Cell Therapy for Heart Disease

Gene therapy isn’t the only option in trial for treatment of heart disease. Cell therapies for heart disease have been long in development. Earlier this year, I caught up with Peter Altman, PhD, CEO at BioCardia to learn more about CardiAMP Heart Failure Trial and its best possible outcomes for patients.

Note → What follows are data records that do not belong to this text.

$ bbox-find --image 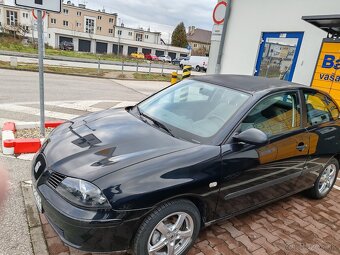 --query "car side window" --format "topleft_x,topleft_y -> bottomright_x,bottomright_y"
304,91 -> 339,126
240,92 -> 301,137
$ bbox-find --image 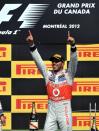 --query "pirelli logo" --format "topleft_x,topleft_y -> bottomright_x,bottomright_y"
0,78 -> 11,95
73,78 -> 99,96
72,112 -> 99,130
12,61 -> 67,78
12,95 -> 48,113
67,44 -> 99,61
2,112 -> 12,130
0,44 -> 11,61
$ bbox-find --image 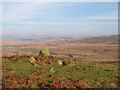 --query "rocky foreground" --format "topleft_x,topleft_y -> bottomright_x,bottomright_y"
2,54 -> 118,88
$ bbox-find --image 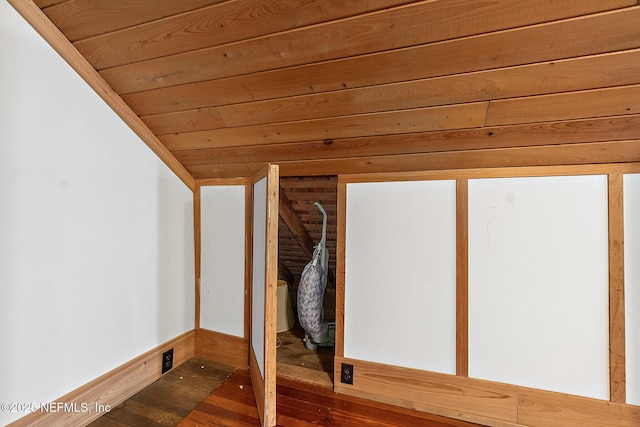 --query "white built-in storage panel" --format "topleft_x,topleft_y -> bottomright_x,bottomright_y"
251,178 -> 267,378
468,175 -> 609,399
200,185 -> 245,337
623,174 -> 640,405
344,181 -> 456,374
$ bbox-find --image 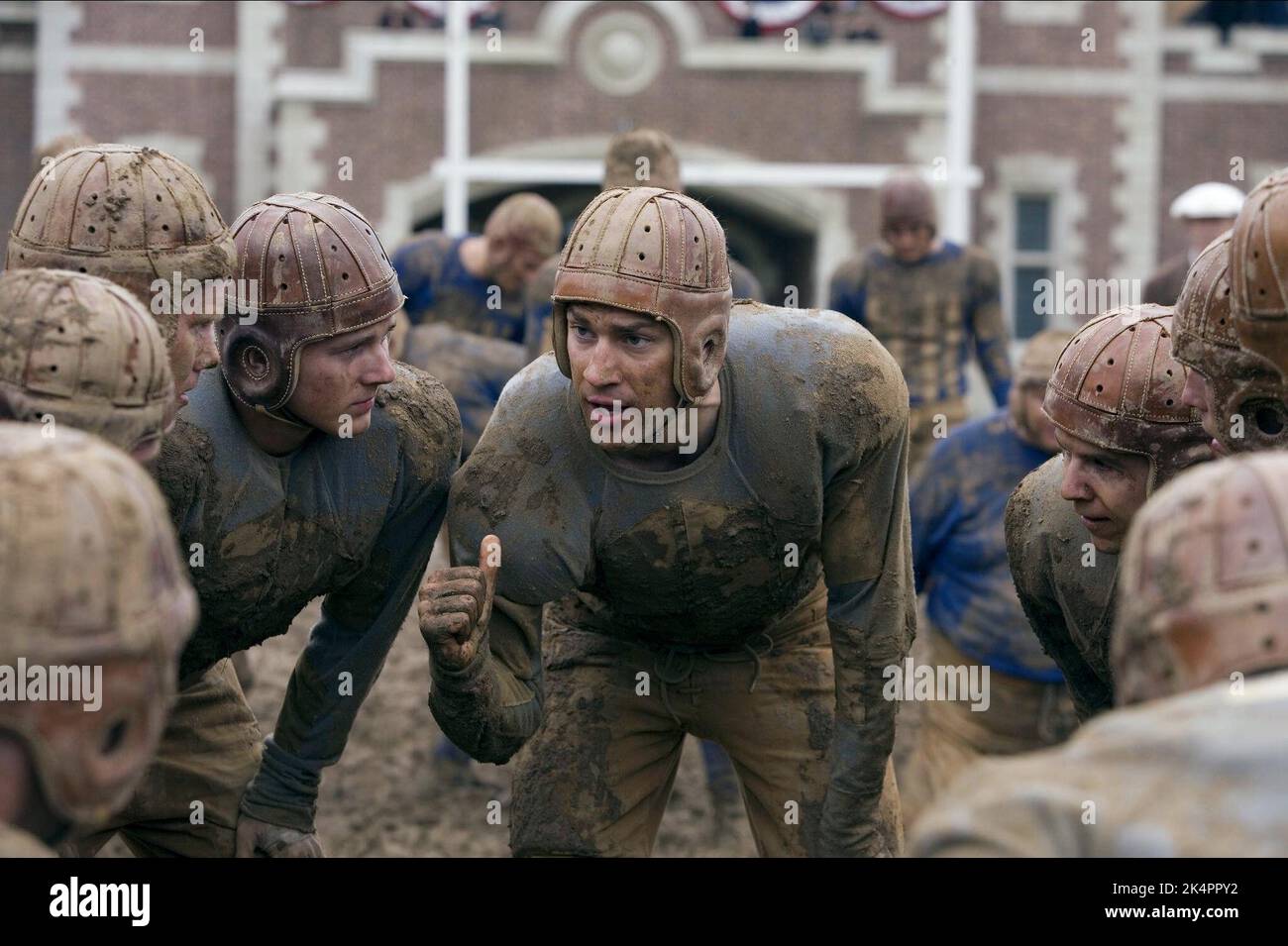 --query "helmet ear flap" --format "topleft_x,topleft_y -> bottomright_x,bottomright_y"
550,301 -> 572,378
219,315 -> 291,410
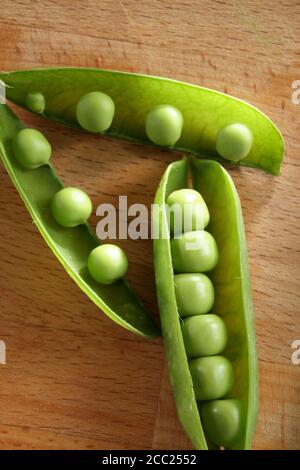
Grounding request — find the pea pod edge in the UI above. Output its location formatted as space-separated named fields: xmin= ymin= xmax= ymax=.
xmin=154 ymin=159 xmax=258 ymax=450
xmin=0 ymin=67 xmax=284 ymax=175
xmin=0 ymin=104 xmax=160 ymax=338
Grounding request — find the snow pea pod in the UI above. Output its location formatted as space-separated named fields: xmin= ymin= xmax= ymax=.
xmin=0 ymin=104 xmax=159 ymax=338
xmin=0 ymin=68 xmax=284 ymax=174
xmin=154 ymin=159 xmax=258 ymax=449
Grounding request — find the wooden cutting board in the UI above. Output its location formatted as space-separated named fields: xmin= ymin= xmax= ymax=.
xmin=0 ymin=0 xmax=300 ymax=449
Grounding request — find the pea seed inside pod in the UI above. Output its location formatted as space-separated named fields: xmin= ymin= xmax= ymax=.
xmin=26 ymin=91 xmax=46 ymax=114
xmin=51 ymin=187 xmax=92 ymax=227
xmin=88 ymin=243 xmax=128 ymax=284
xmin=145 ymin=105 xmax=183 ymax=146
xmin=216 ymin=123 xmax=253 ymax=162
xmin=181 ymin=314 xmax=227 ymax=358
xmin=12 ymin=128 xmax=52 ymax=170
xmin=167 ymin=189 xmax=209 ymax=234
xmin=171 ymin=230 xmax=219 ymax=273
xmin=189 ymin=356 xmax=233 ymax=400
xmin=200 ymin=399 xmax=243 ymax=447
xmin=174 ymin=273 xmax=215 ymax=317
xmin=76 ymin=91 xmax=115 ymax=132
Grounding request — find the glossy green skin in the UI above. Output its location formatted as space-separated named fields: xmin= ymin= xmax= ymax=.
xmin=154 ymin=159 xmax=258 ymax=450
xmin=216 ymin=123 xmax=253 ymax=162
xmin=171 ymin=230 xmax=219 ymax=273
xmin=88 ymin=243 xmax=128 ymax=284
xmin=51 ymin=187 xmax=93 ymax=227
xmin=12 ymin=129 xmax=52 ymax=170
xmin=189 ymin=356 xmax=233 ymax=400
xmin=76 ymin=91 xmax=115 ymax=132
xmin=0 ymin=68 xmax=284 ymax=174
xmin=174 ymin=273 xmax=215 ymax=317
xmin=167 ymin=189 xmax=209 ymax=234
xmin=181 ymin=314 xmax=227 ymax=359
xmin=145 ymin=104 xmax=183 ymax=146
xmin=26 ymin=91 xmax=46 ymax=114
xmin=200 ymin=399 xmax=244 ymax=447
xmin=0 ymin=104 xmax=159 ymax=338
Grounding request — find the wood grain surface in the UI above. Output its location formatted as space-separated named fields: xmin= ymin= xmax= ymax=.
xmin=0 ymin=0 xmax=300 ymax=449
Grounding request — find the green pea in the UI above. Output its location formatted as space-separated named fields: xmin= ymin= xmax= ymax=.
xmin=26 ymin=91 xmax=46 ymax=114
xmin=189 ymin=356 xmax=233 ymax=400
xmin=51 ymin=187 xmax=92 ymax=227
xmin=171 ymin=230 xmax=219 ymax=273
xmin=216 ymin=123 xmax=253 ymax=162
xmin=201 ymin=399 xmax=243 ymax=447
xmin=76 ymin=91 xmax=115 ymax=132
xmin=181 ymin=314 xmax=227 ymax=358
xmin=146 ymin=104 xmax=183 ymax=145
xmin=174 ymin=273 xmax=215 ymax=317
xmin=167 ymin=189 xmax=209 ymax=234
xmin=88 ymin=243 xmax=128 ymax=284
xmin=12 ymin=129 xmax=52 ymax=170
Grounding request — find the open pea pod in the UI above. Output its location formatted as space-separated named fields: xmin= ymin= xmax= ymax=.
xmin=0 ymin=104 xmax=159 ymax=338
xmin=154 ymin=159 xmax=258 ymax=449
xmin=0 ymin=68 xmax=284 ymax=174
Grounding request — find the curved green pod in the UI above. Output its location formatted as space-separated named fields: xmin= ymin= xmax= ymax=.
xmin=154 ymin=159 xmax=258 ymax=449
xmin=0 ymin=104 xmax=159 ymax=338
xmin=0 ymin=68 xmax=284 ymax=174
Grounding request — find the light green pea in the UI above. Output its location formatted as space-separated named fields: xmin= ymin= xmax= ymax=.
xmin=216 ymin=123 xmax=253 ymax=162
xmin=200 ymin=399 xmax=243 ymax=447
xmin=26 ymin=91 xmax=46 ymax=114
xmin=181 ymin=314 xmax=227 ymax=358
xmin=76 ymin=91 xmax=115 ymax=132
xmin=167 ymin=189 xmax=209 ymax=234
xmin=51 ymin=187 xmax=92 ymax=227
xmin=174 ymin=273 xmax=215 ymax=317
xmin=146 ymin=104 xmax=183 ymax=145
xmin=88 ymin=243 xmax=128 ymax=284
xmin=171 ymin=230 xmax=219 ymax=273
xmin=189 ymin=356 xmax=233 ymax=400
xmin=12 ymin=128 xmax=52 ymax=170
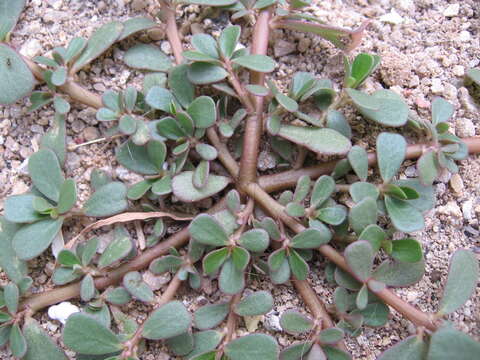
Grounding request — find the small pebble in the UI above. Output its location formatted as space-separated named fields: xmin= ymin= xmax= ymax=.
xmin=379 ymin=9 xmax=404 ymax=25
xmin=462 ymin=200 xmax=473 ymax=221
xmin=443 ymin=4 xmax=460 ymax=17
xmin=450 ymin=174 xmax=463 ymax=194
xmin=82 ymin=126 xmax=100 ymax=141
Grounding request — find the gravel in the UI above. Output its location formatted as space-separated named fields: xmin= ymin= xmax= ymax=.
xmin=0 ymin=0 xmax=480 ymax=360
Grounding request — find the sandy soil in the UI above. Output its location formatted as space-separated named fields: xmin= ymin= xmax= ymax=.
xmin=0 ymin=0 xmax=480 ymax=360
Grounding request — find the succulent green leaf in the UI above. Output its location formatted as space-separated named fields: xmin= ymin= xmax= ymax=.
xmin=4 ymin=194 xmax=43 ymax=223
xmin=280 ymin=310 xmax=313 ymax=334
xmin=345 ymin=240 xmax=374 ymax=282
xmin=57 ymin=249 xmax=81 ymax=267
xmin=193 ymin=303 xmax=229 ymax=330
xmin=28 ymin=149 xmax=64 ymax=202
xmin=288 ymin=249 xmax=309 ymax=280
xmin=187 ymin=62 xmax=228 ymax=85
xmin=123 ymin=272 xmax=155 ymax=303
xmin=278 ymin=125 xmax=351 ymax=155
xmin=145 ymin=86 xmax=174 ymax=113
xmin=238 ymin=229 xmax=270 ymax=253
xmin=172 ymin=171 xmax=230 ymax=202
xmin=3 ymin=283 xmax=20 ymax=314
xmin=12 ymin=218 xmax=63 ymax=260
xmin=234 ymin=291 xmax=273 ymax=316
xmin=225 ymin=334 xmax=279 ymax=360
xmin=9 ymin=324 xmax=27 ymax=359
xmin=275 ymin=92 xmax=298 ymax=112
xmin=71 ymin=21 xmax=124 ymax=73
xmin=316 ymin=205 xmax=347 ymax=225
xmin=98 ymin=235 xmax=133 ymax=268
xmin=52 ymin=267 xmax=82 ymax=285
xmin=218 ymin=259 xmax=245 ymax=295
xmin=372 ymin=260 xmax=425 ymax=287
xmin=358 ymin=224 xmax=387 ymax=252
xmin=385 ymin=196 xmax=425 ymax=232
xmin=63 ymin=313 xmax=122 ymax=355
xmin=203 ymin=247 xmax=230 ymax=275
xmin=116 ymin=140 xmax=158 ymax=175
xmin=83 ymin=182 xmax=128 ymax=217
xmin=351 ymin=302 xmax=389 ymax=327
xmin=231 ymin=246 xmax=250 ymax=271
xmin=422 ymin=325 xmax=480 ymax=360
xmin=348 ymin=145 xmax=368 ymax=181
xmin=0 ymin=44 xmax=34 ymax=105
xmin=346 ymin=89 xmax=409 ymax=127
xmin=285 ymin=202 xmax=305 ymax=217
xmin=348 ymin=197 xmax=377 ymax=234
xmin=268 ymin=248 xmax=286 ymax=271
xmin=350 ymin=53 xmax=380 ymax=88
xmin=23 ymin=318 xmax=67 ymax=360
xmin=28 ymin=91 xmax=53 ymax=112
xmin=270 ymin=256 xmax=291 ymax=284
xmin=377 ymin=133 xmax=407 ymax=183
xmin=355 ymin=284 xmax=368 ymax=310
xmin=123 ymin=44 xmax=172 ymax=72
xmin=391 ymin=238 xmax=423 ymax=263
xmin=326 ymin=110 xmax=352 ymax=139
xmin=438 ymin=249 xmax=479 ymax=315
xmin=142 ymin=301 xmax=192 ymax=340
xmin=417 ymin=150 xmax=440 ymax=186
xmin=192 ymin=34 xmax=218 ymax=59
xmin=166 ymin=332 xmax=194 ymax=356
xmin=187 ymin=96 xmax=217 ymax=129
xmin=232 ymin=55 xmax=276 ymax=73
xmin=57 ymin=179 xmax=77 ymax=214
xmin=310 ymin=175 xmax=335 ymax=207
xmin=218 ymin=25 xmax=240 ymax=59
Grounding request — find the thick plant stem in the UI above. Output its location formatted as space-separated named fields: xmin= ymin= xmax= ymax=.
xmin=159 ymin=0 xmax=183 ymax=64
xmin=223 ymin=292 xmax=242 ymax=344
xmin=20 ymin=199 xmax=225 ymax=312
xmin=239 ymin=9 xmax=271 ymax=190
xmin=23 ymin=57 xmax=103 ymax=109
xmin=245 ymin=183 xmax=438 ymax=331
xmin=292 ymin=280 xmax=335 ymax=328
xmin=123 ymin=273 xmax=182 ymax=357
xmin=207 ymin=127 xmax=239 ymax=179
xmin=258 ymin=136 xmax=480 ymax=192
xmin=292 ymin=280 xmax=347 ymax=350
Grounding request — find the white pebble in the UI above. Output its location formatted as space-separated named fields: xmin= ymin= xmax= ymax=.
xmin=379 ymin=9 xmax=404 ymax=25
xmin=48 ymin=301 xmax=80 ymax=325
xmin=443 ymin=4 xmax=460 ymax=17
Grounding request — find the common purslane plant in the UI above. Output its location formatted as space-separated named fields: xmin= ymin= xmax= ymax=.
xmin=0 ymin=0 xmax=480 ymax=360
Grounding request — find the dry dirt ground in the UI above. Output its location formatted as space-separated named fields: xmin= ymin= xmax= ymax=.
xmin=0 ymin=0 xmax=480 ymax=360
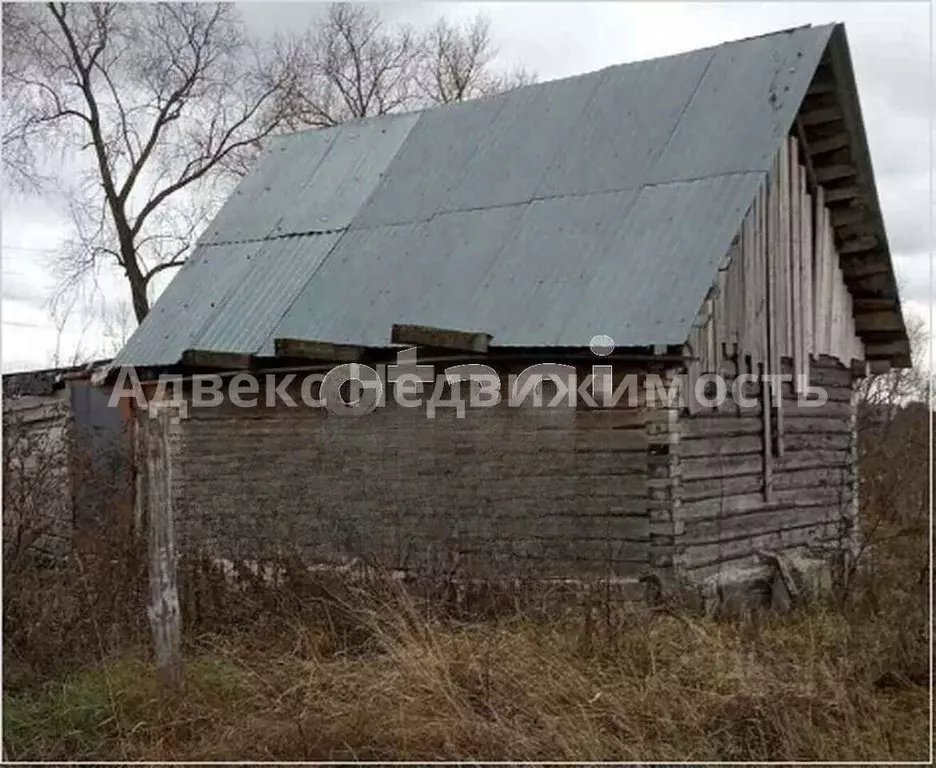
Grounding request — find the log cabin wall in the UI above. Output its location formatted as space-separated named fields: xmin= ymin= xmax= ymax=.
xmin=651 ymin=137 xmax=864 ymax=578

Alman explained that CardiAMP cell therapy is different from other medications in that available data to date shows that patients improve in their heart function, quality of life, and exercise tolerance after treatment. All other therapies that we know of only slow the progression of the chronic disease, where patients using those therapies deteriorate more slowly than a control group, but do not show improvement in their symptoms. Outcomes from the CardiAMP Phase II TAC-HFT Trial1,2 and the Phase III CardiAMP Heart Failure Trial roll-in cohort3 were comparable, and for some endpoints, superior to those seen in pivotal trials for cardiac resynchronization therapy, an approved implantable electrical pacing therapy for the same patients.

The investigational CardiAMP cell therapy for heart failure has also been designed differently from other cardiac cell therapies based on learnings from trials that have come before it in the areas of mechanism of action, patient selection, dosing and delivery.

CardiAMP cells do not turn into heart cells, which we view as a significant advantage in that the creation of new heart cells present risks to patients that have not yet been solved.  For years, researchers have been focused on creating new heart cells by either directly transplanting them or inducing the growth of new myocardium.  Rhythm abnormalities and rejection of these cells by the immune system remain significant challenges with this approach.  

Rather than focusing on creating new myocardium, the CardiAMP mechanism of action hypothesis is based on observations that transplanted cells secrete stimulatory cytokines that instigate an innate regenerative response from resident stem cells. In other words, the cells may promote the heart’s natural healing response. Earlier cell therapies have been shown to provide paracrine mediators that promote a number of valuable mechanisms of action, including survival, contractility, neovascularization, differentiation and remodeling.